Objective: To update the natalizumab-associated PML incidence over time in the global postmarketing setting and evaluate the relationship of PML incidence with natalizumab exposure over time.

Background: Whether a change in PML incidence has occurred since the 2012 identification of 3 risk factors for natalizumab-associated PML—the presence of anti–JC virus antibodies, prior immunosuppressant use, and longer treatment duration—is of clinical interest.

Design/Methods: The incidence of confirmed PML cases in Biogen’s global safety database from November 2009 to December 2018 was evaluated retrospectively. Overall incidence in all exposed patients was calculated using the estimated total number of patients ever exposed to natalizumab and the number of confirmed PML cases. Changes in natalizumab exposure patterns over time were evaluated over 12-infusion epochs.

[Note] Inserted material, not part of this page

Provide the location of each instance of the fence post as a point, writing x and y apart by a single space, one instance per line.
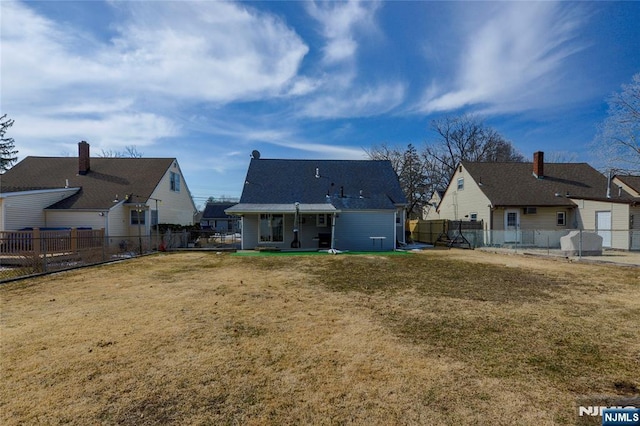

Results: As of December 31, 2018, 195,071 patients worldwide had received ≥1 natalizumab dose (total exposure: 711,946 patient-years); overall natalizumab-associated PML incidence was 4.14/1000 patients. The increase in overall monthly incidence reported from 2012 onward appeared to level off in mid-2016; overall incidence remained between 4.14/1000 and 4.18/1000 in 2018. PML incidence was greatest in later, higher-risk infusion epochs (37–48, 49–60, and 61–72); however, the number of patients in these higher-risk epochs increased over time, with the most dramatic percentage increase before 2015. Increases in the proportion of patients in later exposure epochs (>24 infusions) slowed from 2014 to 2016 and further from 2016 to 2018, coinciding with a slower increase in overall PML incidence from 2013 onward and the flattening observed since mid-2016.

Conclusions: These data confirm and extend previous findings that overall global PML incidence in natalizumab-treated patients has remained stable since mid-2016. This stabilization coincides with the publication of new PML risk estimates, suggesting that risk stratification factors are being incorporated into clinical practice and may continue to impact PML incidence in the future.